Gregor, assim, não chegou a penetrar na sala; do interior de seu quarto, permaneceu apoiado na folha fechada da porta, de modo que apenas se via a metade superior do corpo, com a cabeça inclinada meio de lado, espiando para fora. Enquanto isso, o dia ia clareando e na calçada oposta recortava-se nítido um pedaço do edifício enegrecido fronteiriço. Era um hospital, cuja monótona fachada era rompida por simétricas janelas. A chuva não tinha cessado, mas caía já em grandes gotas isoladas que se viam chegar distintamente ao solo. Sobre a mesa estavam os utensílios do café, pois para o pai o desjejum era a refeição principal do dia, que ele gostava de prolongar com a leitura de vários jornais. Na parede em frente de Gregor pendia um retrato dele, feito durante seu serviço militar, e que o representava com uniforme de tenente, a mão na espada, sorrindo despreocupadamente, com um ar que parecia exigir respeito para sua indumentária e sua atitude. Essa sala dava para o vestíbulo; pela porta aberta via-se a do apartamento, aberta também, o patamar da escadaria e a parte desta que conduzia aos andares inferiores.

— Bem — disse Gregor muito convicto de ser o único que conservara sua serenidade. — Bem, visto-me num instante, recolho o mostruário e saio de viagem. Permitir-me-eis que saia de viagem, não é? Eia, senhor gerente, já vê que não sou teimoso e que trabalho com gosto. Viajar é cansativo; mas eu não saberia viver sem viajar. Aonde vai, senhor gerente? À firma? Sim? Contará tudo como aconteceu? Pode alguém ter um instante de incapacidade para o trabalho; mas então é precisamente quando os chefes devem lembrar-se de quão útil ele tem sido, e pensar que, passado o impedimento, voltará a ser tanto mais ativo e trabalhará com maior zelo. Eu, como o senhor sabe muito bem, estou muito agradecido ao chefe. Tenho de cuidar de meus pais e minha irmã. É verdade que hoje me encontro num grave aperto. Mas trabalhando sairei dele. Não torne as coisas mais difíceis para mim do que elas já são. Ponha-se de meu lado. Já sei que na firma ninguém quer bem ao viajante. Todos acreditam que ganha dinheiro com espertezas, e leva uma vida de luxo. É certo que não há nenhuma razão especial para que esse preconceito desapareça. Mas o senhor, senhor gerente, está mais ao corrente do que são as coisas do que o restante do pessoal, e até (e diga-se isso em confiança) do que o próprio chefe, que em sua qualidade de patrão engana-se freqüentemente a respeito de um empregado. O senhor sabe muito bem que o viajante, como está fora da firma a maior parte do ano, é alvo fácil de falatórios e vítima de coincidências e queixas infundadas contra as quais não lhe é possível defender-se, já que a maioria das vezes não chegam ao seu conhecimento; apenas ao regressar arrebentado de uma viagem começa a notar diretamente as funestas conseqüências de uma causa invisível. Senhor gerente, não se vá sem dizer-me algo que me prove que me dá razão, pelo menos em parte.

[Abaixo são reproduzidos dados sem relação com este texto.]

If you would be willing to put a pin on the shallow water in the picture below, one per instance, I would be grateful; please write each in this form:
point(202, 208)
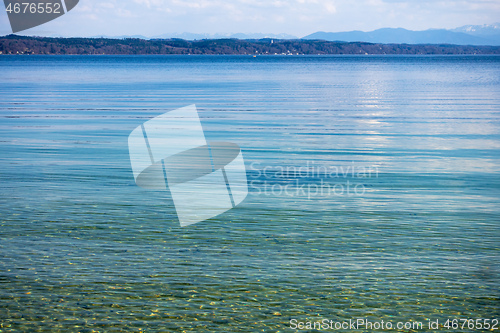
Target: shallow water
point(412, 234)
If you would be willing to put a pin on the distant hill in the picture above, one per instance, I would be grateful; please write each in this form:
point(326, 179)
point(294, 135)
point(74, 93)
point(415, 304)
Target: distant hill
point(195, 36)
point(13, 44)
point(487, 31)
point(403, 36)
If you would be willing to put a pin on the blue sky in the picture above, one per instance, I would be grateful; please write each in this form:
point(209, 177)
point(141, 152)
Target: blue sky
point(295, 17)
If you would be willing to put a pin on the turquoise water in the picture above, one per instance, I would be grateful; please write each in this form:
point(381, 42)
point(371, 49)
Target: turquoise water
point(416, 237)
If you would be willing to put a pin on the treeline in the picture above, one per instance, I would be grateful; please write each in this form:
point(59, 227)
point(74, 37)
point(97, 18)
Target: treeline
point(13, 44)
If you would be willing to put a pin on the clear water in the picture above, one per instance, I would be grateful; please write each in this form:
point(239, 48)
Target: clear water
point(83, 249)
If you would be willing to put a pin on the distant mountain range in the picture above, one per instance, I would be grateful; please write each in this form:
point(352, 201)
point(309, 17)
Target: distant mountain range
point(466, 35)
point(195, 36)
point(488, 34)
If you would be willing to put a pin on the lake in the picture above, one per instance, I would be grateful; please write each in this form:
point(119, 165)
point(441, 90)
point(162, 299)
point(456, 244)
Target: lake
point(408, 148)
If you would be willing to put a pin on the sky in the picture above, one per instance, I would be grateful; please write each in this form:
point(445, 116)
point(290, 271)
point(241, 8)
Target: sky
point(295, 17)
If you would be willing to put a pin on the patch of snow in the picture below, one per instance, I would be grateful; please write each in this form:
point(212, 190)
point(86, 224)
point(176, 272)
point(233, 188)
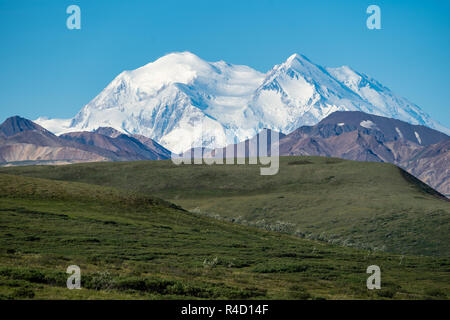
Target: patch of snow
point(418, 137)
point(399, 132)
point(168, 99)
point(368, 124)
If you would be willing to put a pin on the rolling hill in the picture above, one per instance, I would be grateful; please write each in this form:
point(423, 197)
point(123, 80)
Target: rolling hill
point(367, 205)
point(134, 246)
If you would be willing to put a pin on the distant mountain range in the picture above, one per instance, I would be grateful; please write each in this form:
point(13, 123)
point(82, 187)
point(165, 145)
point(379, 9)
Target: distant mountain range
point(352, 135)
point(22, 140)
point(181, 101)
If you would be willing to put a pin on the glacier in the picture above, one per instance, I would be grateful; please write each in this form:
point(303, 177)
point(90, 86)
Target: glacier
point(182, 101)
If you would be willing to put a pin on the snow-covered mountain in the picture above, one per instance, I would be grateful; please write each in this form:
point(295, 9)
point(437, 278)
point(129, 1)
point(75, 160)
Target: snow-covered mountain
point(182, 101)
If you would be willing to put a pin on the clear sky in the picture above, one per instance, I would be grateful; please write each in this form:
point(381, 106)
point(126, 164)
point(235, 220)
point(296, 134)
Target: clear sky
point(48, 70)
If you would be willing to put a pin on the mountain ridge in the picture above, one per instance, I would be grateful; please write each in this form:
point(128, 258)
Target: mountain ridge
point(168, 100)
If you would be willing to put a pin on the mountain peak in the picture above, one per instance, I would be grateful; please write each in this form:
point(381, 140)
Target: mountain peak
point(16, 124)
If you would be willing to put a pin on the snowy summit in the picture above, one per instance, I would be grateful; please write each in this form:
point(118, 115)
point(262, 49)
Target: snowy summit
point(182, 101)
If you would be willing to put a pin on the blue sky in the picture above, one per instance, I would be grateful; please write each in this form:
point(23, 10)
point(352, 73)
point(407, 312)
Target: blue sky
point(48, 70)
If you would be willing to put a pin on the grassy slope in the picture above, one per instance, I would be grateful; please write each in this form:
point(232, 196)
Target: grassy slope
point(363, 205)
point(133, 246)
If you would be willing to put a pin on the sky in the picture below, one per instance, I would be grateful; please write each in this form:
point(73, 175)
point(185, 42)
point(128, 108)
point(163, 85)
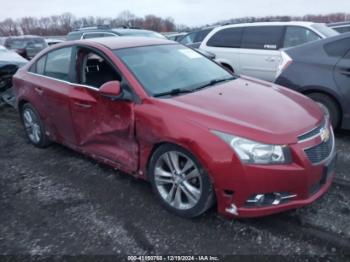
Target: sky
point(188, 12)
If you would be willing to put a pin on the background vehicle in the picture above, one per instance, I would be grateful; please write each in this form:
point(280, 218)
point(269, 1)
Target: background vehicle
point(194, 39)
point(181, 121)
point(105, 31)
point(321, 70)
point(176, 37)
point(253, 49)
point(342, 27)
point(53, 41)
point(27, 45)
point(9, 63)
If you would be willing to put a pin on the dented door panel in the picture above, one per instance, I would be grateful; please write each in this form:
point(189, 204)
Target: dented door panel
point(105, 128)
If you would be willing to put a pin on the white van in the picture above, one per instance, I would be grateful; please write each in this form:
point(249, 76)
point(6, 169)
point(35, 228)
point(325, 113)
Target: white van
point(253, 49)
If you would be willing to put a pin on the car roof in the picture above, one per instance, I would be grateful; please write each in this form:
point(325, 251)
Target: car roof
point(339, 23)
point(24, 37)
point(111, 30)
point(126, 42)
point(320, 42)
point(298, 23)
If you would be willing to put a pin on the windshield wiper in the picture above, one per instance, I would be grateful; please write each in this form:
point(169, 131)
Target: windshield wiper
point(214, 82)
point(178, 91)
point(174, 92)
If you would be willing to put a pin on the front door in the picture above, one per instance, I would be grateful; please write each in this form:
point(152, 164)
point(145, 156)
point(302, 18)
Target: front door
point(104, 128)
point(51, 83)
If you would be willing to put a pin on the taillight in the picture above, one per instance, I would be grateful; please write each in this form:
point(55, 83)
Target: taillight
point(286, 61)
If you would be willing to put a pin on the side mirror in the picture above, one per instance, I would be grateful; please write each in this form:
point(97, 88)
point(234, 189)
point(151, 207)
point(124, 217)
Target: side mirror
point(111, 90)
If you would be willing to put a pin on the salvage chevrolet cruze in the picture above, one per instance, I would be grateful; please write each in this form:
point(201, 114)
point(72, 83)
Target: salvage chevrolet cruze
point(163, 112)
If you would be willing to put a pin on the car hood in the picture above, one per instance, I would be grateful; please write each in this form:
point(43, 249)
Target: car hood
point(251, 108)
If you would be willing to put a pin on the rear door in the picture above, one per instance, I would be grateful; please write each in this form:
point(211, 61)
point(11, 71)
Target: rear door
point(104, 128)
point(259, 53)
point(52, 84)
point(298, 35)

Mas, desde as primeiras palavras de Gregor o gerente dera meia-volta e observava-o por cima do ombro, convulsivamente agitado com um esgar de asco nos lábios. Enquanto Gregor falava, não permaneceu um momento tranqüilo. Retirou-se para a porta sem tirar os olhos de cima dele, mas muito lentamente, como se uma força misteriosa o impedisse de abandonar aquela sala. Chegou por fim ao vestíbulo, e ante a presteza com que ergueu pela última vez o pé do chão, dir-se-ia que pisara em fogo. Alongou o braço direito em direção à escada, como se esperasse encontrar ali milagrosamente a liberdade.

 

KAFKA,  Franz. A metamorfose. In: KAFKA,  Franz. A metamorfose e Um artista da fome. Tradução de Torrieri Guimarães. Texto sobre autor e obra de Marques Rebelo. Rio de Janeiro: Ediouro; São Paulo: Publifolha, 1998. p. 5-74. p. 21-23.